For more than 30 years, Upper Fort Garry was the nucleus of the City of Winnipeg — the centre for business, government, and education — but in 1882, the fort was sold and demolished. The main gate of the settlement was left intact, and remains as an historical landmark in Fort Garry Park. It was presented by Hudson’s Bay Company to the City of Winnipeg in 1900.
In 1881, the city’s first HBC retail store was completed at the corner of Main Street and York Avenue.
On September 25, 1925, work commenced at the corner of Portage Avenue and Memorial Boulevard.
The general contractors supervised over 1,000 workers year-round to have the basement, mezzanine, and first three floors ready to open by the following autumn. It took 300 men, 120 teams of horses, 20 trucks, and two steam shovels to excavate 150,000 tons of earth to lay the foundation of the store; 151 concrete pillars were driven by hand down 52 feet to bedrock to support the building; and two million feet of lumber, 100,000 tons of concrete, and 125,000 cubic feet of Tyndall limestone (which is native to Manitoba and put $400,000 into the local economy) went into the construction. At the time, the structure was the largest reinforced concrete building in Canada, with a gross area of over six hectares of floor space. This massive new Hudson’s Bay Company store was the latest addition to the Company’s chain of 11 department stores that spanned the country from Winnipeg to the Pacific. On November 18, 1926, the new store opened for business on the main, second, and third floors, while work continued on the upper floors.
On opening day, promptly at 9:00 a.m., George F. Galt, member of Hudson’s Bay Company’s Canadian Committee, inserted a golden key into the lock of the central Portage Avenue entrance, and led a crowd that marched down the aisle 12 abreast for nearly an hour before its pace somewhat slowed. Two thousand staff members provided 50,000 customers with excellent customer service.
The Winnipeg store had every conceivable amenity for its day: a beauty parlour, public telephones, a post office, and a library. Later additions would include an auditorium with its own orchestra and, in 1930, the very first of a series of aerial navigation beacons installed in western Canada. At 200 feet in height, the beacon could be seen up to 100 miles away. It was first lit March 3, 1930 — Beacon Day — the day of the inaugural airmail flight from Winnipeg to Calgary.

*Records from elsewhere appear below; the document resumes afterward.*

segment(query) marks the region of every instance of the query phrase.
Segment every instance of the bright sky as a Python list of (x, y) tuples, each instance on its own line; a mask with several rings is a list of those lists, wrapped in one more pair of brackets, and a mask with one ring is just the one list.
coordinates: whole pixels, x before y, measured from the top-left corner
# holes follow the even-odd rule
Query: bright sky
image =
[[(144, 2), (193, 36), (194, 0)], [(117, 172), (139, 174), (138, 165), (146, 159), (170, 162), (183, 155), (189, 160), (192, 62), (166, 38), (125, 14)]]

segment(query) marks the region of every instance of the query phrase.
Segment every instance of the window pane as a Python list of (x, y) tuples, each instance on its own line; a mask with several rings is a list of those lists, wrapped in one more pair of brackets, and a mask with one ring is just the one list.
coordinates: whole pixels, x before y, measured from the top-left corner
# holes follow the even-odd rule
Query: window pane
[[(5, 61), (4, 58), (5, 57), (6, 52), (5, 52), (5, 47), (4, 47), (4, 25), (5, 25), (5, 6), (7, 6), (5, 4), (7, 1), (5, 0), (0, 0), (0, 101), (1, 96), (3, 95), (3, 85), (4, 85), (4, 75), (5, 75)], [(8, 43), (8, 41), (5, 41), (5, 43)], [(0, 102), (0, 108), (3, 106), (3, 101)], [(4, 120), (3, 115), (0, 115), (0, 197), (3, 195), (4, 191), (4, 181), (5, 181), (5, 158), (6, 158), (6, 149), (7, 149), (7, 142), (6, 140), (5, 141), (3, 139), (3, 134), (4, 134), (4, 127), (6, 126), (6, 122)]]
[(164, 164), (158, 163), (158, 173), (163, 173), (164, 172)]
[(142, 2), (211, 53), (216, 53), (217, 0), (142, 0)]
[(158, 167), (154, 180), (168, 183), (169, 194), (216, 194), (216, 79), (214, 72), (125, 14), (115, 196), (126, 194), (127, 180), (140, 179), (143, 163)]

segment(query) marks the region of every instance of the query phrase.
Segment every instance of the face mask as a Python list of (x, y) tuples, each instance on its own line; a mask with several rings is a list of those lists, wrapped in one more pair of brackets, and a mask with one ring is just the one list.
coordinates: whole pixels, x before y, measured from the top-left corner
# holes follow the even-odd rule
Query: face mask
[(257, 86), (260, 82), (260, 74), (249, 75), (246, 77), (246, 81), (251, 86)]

The downtown Winnipeg HBC store has operated a number of restaurants since its opening, including the Jolly Canuck café in the basement, the Georgian Room, which opened in August of 1926, and the beloved Paddlewheel, which opened on October 29, 1954 and was closed in January 2013. Throughout the 1970s, HBC offered a few spaces to third parties for subletting purposes. For instance, on November 8, 1971, the Manitoba Liquor Control Board opened an outlet on the mezzanine floor of the store. This was the first liquor outlet in a department store in Canada. In 1975, HBC sublet premises in the store for use as an in-store CIBC branch. The bank left the premises three years later in October 1978.
Extensive renovations to the building were made in 1986 and 1987. HBC invested $4 million to update the first, second, and third floors, $200,000 on the sixth floor, and a further $700,000 on the basement and fourth floor. In 2010, HBC converted the basement of the downtown Winnipeg building into a Zellers store, which was closed in March 2013. The downtown Winnipeg HBC store is still in operation, although it now occupies only two floors of the building.
Historic Sites of Manitoba: Hudson’s Bay Company Building (450 Portage Avenue, Winnipeg)
Constructed as the flagship store for the Hudson’s Bay Company in western Canada, this six-storey building at the junction of Memorial Boulevard and Portage Avenue in downtown Winnipeg was erected by the firm of Carter-Halls–Aldinger between 1925 and 1926. It opened on 18 November 1926.